Tuesday, 10 January 2017

An Unexpected Hereafter

When Europeans crossed the Atlantic, they did not find what they expected. If there is a hereafter, which I doubt, then it is very likely to differ from what anyone expects. In CS Lewis' The Great Divorce, there is just as much disagreement after death as before it although the spiritual and moral issues remain eternal.

In Alan Moore's Jerusalem (London, 2016):

"'Wiz you expecting it to be like this when you wiz dead?...'
"'Of course I wasn't. I don't reckon anybody thought that it'd be like this. None o' yer main religions sussed it...'" (p. 511)

"...innumerable monks of different dates and different orders, all with very little to debate except how wrong they'd got the afterlife..." (p. 540)

I expect that some readers will be amused at the monks' expense but will be any better equipped or prepared? If there is nothing or if everyone forgets everything, then we will not be able to tell the monks that they were wrong.

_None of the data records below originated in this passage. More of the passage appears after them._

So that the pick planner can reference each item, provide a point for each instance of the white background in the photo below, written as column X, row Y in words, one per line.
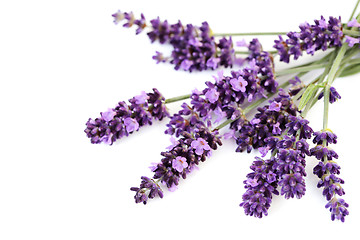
column 65, row 61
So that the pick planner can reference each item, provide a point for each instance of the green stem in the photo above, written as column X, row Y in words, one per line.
column 330, row 80
column 354, row 10
column 351, row 32
column 176, row 99
column 249, row 34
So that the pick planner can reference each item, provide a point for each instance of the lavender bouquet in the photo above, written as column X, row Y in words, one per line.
column 250, row 106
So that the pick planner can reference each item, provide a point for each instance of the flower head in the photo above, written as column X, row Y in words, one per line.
column 239, row 84
column 200, row 145
column 108, row 115
column 212, row 95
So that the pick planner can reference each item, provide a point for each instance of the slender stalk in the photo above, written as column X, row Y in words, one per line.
column 250, row 107
column 249, row 34
column 330, row 80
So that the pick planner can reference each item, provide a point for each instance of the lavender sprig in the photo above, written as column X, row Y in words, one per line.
column 321, row 35
column 194, row 47
column 125, row 118
column 194, row 145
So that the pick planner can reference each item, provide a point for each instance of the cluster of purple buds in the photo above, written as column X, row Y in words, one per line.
column 285, row 169
column 270, row 121
column 311, row 38
column 194, row 144
column 125, row 118
column 260, row 185
column 327, row 170
column 194, row 48
column 351, row 40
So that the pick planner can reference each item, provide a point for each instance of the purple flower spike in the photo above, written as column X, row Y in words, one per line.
column 327, row 170
column 142, row 98
column 275, row 106
column 311, row 38
column 108, row 115
column 292, row 185
column 261, row 184
column 179, row 163
column 127, row 118
column 131, row 125
column 200, row 145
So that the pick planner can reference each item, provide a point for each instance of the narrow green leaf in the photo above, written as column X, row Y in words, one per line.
column 308, row 94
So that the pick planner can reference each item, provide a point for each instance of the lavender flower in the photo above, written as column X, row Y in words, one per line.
column 194, row 47
column 179, row 163
column 338, row 209
column 148, row 189
column 286, row 167
column 260, row 185
column 311, row 38
column 125, row 119
column 194, row 144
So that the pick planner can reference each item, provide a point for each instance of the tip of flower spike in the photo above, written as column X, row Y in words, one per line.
column 118, row 16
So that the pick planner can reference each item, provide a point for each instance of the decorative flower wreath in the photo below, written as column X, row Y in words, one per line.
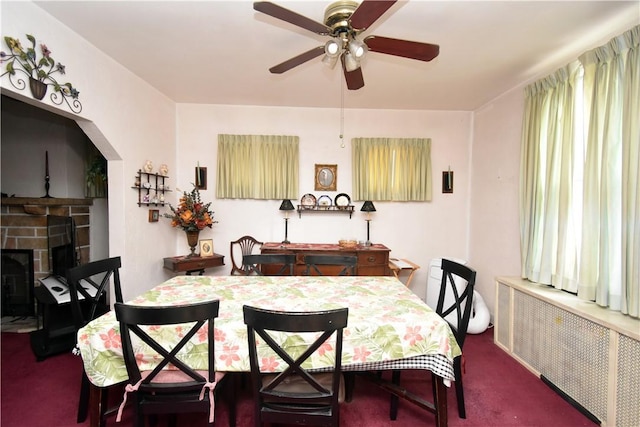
column 191, row 214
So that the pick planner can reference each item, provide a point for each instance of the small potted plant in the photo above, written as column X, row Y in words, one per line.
column 191, row 215
column 39, row 71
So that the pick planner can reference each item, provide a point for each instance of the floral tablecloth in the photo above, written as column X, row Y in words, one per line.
column 389, row 327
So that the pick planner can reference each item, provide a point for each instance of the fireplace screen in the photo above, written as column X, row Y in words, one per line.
column 17, row 282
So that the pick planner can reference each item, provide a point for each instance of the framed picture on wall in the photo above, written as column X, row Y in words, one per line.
column 206, row 247
column 326, row 177
column 154, row 215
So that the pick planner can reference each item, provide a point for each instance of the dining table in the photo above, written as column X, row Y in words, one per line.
column 389, row 328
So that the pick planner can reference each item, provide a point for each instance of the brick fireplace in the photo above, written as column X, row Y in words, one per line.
column 24, row 226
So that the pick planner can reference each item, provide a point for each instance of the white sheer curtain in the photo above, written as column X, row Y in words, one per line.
column 257, row 167
column 397, row 169
column 550, row 181
column 580, row 179
column 611, row 244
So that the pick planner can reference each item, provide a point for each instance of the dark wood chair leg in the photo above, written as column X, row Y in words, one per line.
column 349, row 385
column 393, row 407
column 83, row 402
column 457, row 369
column 440, row 400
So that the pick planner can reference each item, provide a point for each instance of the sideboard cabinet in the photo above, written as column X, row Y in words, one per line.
column 372, row 260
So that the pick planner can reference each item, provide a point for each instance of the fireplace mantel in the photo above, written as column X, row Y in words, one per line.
column 38, row 205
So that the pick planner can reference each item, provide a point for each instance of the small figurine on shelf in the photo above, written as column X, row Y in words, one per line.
column 148, row 166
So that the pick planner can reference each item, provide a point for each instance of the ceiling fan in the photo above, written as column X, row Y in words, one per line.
column 344, row 20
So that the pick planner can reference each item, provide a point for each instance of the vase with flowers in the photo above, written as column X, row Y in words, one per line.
column 192, row 216
column 40, row 71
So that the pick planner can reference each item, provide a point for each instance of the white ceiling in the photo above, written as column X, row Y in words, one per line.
column 219, row 52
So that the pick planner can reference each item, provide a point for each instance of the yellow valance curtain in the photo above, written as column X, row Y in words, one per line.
column 397, row 169
column 257, row 167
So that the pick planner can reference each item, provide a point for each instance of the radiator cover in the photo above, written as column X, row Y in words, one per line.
column 595, row 365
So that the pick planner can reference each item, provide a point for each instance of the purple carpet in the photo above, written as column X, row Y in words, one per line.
column 498, row 392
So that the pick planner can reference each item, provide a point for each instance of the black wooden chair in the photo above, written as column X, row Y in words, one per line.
column 282, row 264
column 238, row 249
column 91, row 282
column 313, row 401
column 454, row 305
column 181, row 389
column 347, row 262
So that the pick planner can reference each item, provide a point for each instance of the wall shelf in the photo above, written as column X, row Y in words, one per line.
column 325, row 209
column 151, row 188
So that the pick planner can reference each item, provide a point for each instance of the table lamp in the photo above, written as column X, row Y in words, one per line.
column 368, row 208
column 286, row 206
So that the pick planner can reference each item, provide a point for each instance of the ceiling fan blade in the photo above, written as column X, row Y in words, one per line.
column 291, row 17
column 405, row 48
column 368, row 12
column 354, row 78
column 297, row 60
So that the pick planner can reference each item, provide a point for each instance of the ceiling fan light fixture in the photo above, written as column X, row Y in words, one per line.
column 332, row 48
column 357, row 48
column 350, row 62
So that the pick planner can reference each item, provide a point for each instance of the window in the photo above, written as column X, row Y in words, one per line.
column 580, row 183
column 257, row 167
column 396, row 169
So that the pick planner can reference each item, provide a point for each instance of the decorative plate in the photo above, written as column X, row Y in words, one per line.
column 324, row 202
column 308, row 201
column 342, row 201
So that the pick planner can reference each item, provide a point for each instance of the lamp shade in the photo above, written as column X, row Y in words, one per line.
column 368, row 207
column 286, row 205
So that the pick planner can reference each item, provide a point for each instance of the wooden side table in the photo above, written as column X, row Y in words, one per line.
column 397, row 266
column 195, row 264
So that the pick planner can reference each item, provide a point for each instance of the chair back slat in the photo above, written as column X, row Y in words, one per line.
column 455, row 298
column 174, row 385
column 313, row 402
column 131, row 319
column 99, row 275
column 238, row 249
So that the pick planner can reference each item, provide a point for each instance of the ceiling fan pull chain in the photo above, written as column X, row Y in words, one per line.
column 341, row 113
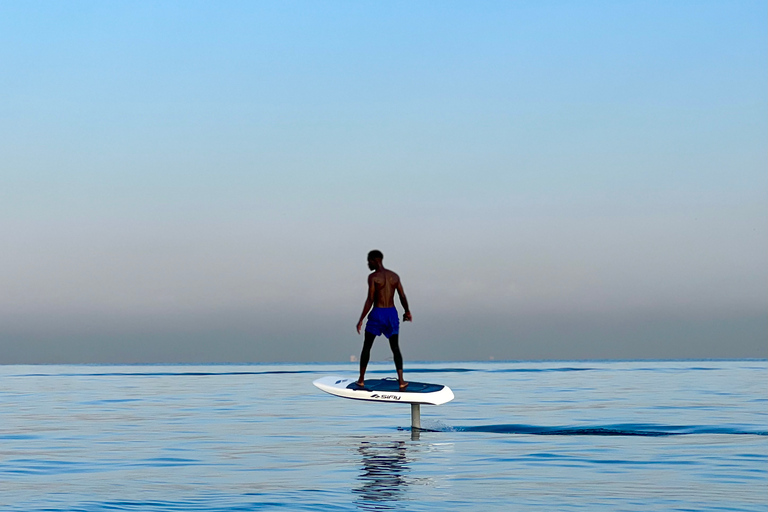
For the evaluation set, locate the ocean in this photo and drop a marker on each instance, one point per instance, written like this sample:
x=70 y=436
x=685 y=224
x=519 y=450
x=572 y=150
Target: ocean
x=532 y=436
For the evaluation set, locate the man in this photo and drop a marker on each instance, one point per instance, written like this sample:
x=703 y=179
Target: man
x=382 y=285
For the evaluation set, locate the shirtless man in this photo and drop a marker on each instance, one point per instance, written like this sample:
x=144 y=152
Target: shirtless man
x=382 y=285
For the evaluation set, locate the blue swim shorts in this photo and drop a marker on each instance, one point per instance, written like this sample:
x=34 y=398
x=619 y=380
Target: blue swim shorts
x=383 y=321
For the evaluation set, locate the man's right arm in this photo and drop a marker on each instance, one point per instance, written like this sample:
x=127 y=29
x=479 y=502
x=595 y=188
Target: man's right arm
x=368 y=303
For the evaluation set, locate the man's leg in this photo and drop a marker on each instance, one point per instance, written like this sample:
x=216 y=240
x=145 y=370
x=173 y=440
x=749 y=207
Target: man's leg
x=365 y=356
x=398 y=357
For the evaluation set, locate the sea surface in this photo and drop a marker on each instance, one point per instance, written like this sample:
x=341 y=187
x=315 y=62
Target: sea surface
x=532 y=436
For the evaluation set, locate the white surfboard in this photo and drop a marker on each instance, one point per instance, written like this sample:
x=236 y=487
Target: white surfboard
x=385 y=390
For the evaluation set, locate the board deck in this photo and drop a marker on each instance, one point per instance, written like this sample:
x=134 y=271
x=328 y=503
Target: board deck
x=385 y=390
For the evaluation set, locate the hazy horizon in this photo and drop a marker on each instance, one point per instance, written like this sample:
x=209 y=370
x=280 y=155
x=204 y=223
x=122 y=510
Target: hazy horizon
x=552 y=181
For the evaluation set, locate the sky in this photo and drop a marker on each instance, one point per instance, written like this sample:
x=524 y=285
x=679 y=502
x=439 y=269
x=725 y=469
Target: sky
x=195 y=182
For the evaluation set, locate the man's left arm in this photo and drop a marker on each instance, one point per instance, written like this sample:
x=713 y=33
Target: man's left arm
x=404 y=301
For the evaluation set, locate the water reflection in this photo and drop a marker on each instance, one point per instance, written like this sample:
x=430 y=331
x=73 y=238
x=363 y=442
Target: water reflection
x=383 y=475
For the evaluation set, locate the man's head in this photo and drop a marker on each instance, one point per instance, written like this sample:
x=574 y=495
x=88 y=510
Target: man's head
x=374 y=259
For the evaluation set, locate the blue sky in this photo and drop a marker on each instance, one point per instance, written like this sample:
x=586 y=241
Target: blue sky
x=200 y=181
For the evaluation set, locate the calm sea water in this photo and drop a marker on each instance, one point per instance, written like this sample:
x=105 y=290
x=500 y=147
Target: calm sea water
x=546 y=436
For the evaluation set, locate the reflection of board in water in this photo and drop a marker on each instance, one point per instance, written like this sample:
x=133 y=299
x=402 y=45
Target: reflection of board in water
x=382 y=475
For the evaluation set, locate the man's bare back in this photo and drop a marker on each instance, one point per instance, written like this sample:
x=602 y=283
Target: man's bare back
x=382 y=286
x=384 y=283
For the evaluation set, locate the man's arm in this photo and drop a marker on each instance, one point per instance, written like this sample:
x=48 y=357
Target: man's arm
x=368 y=302
x=404 y=301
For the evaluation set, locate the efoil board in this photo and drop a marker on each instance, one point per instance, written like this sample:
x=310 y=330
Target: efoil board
x=385 y=390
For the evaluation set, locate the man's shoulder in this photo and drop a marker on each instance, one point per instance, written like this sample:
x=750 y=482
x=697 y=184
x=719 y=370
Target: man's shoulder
x=392 y=275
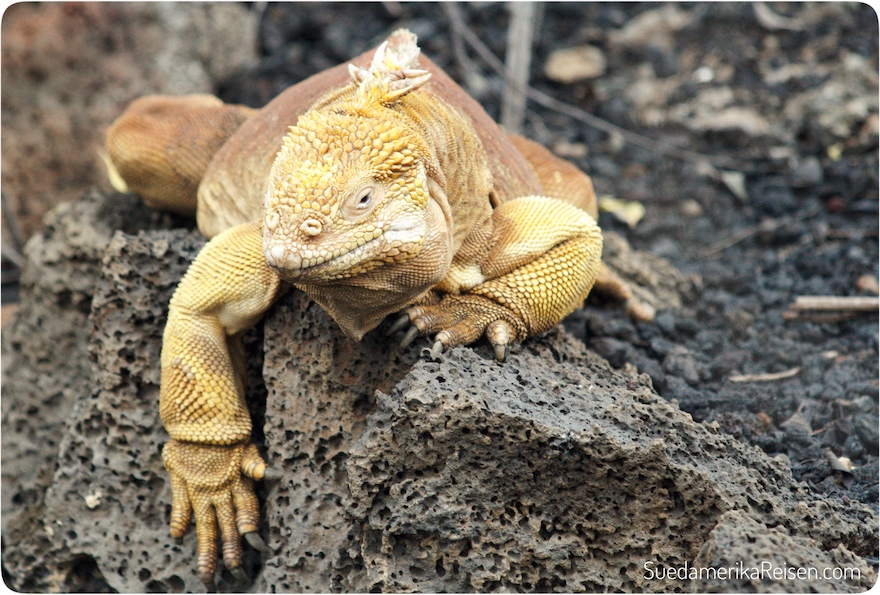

I may be getting some of these details wrong but it seems that, in Jerusalem, a departed soul can:

linger invisibly in the mortal realm;
time travel in that realm;
re-experience all or part of its mortal life;
linger in the ghost-seam between the mortal realm and Upstairs;
go Upstairs;
while Upstairs, walk in either direction along a long balcony or causeway;
at intervals along the causeway, look down through apertures into the mortal realm, now perceived as four dimensional;
descend into lower realms, then re-enter Upstairs at an earlier point in its history;
thus, time travel Upstairs as well.

"This is most strange," as Horatio said to Hamlet. How do all these times and motions fit together? If apparent motion in three dimensions is really extension along a fourth dimension, then is motion along the fourth dimension extension in a fifth dimension?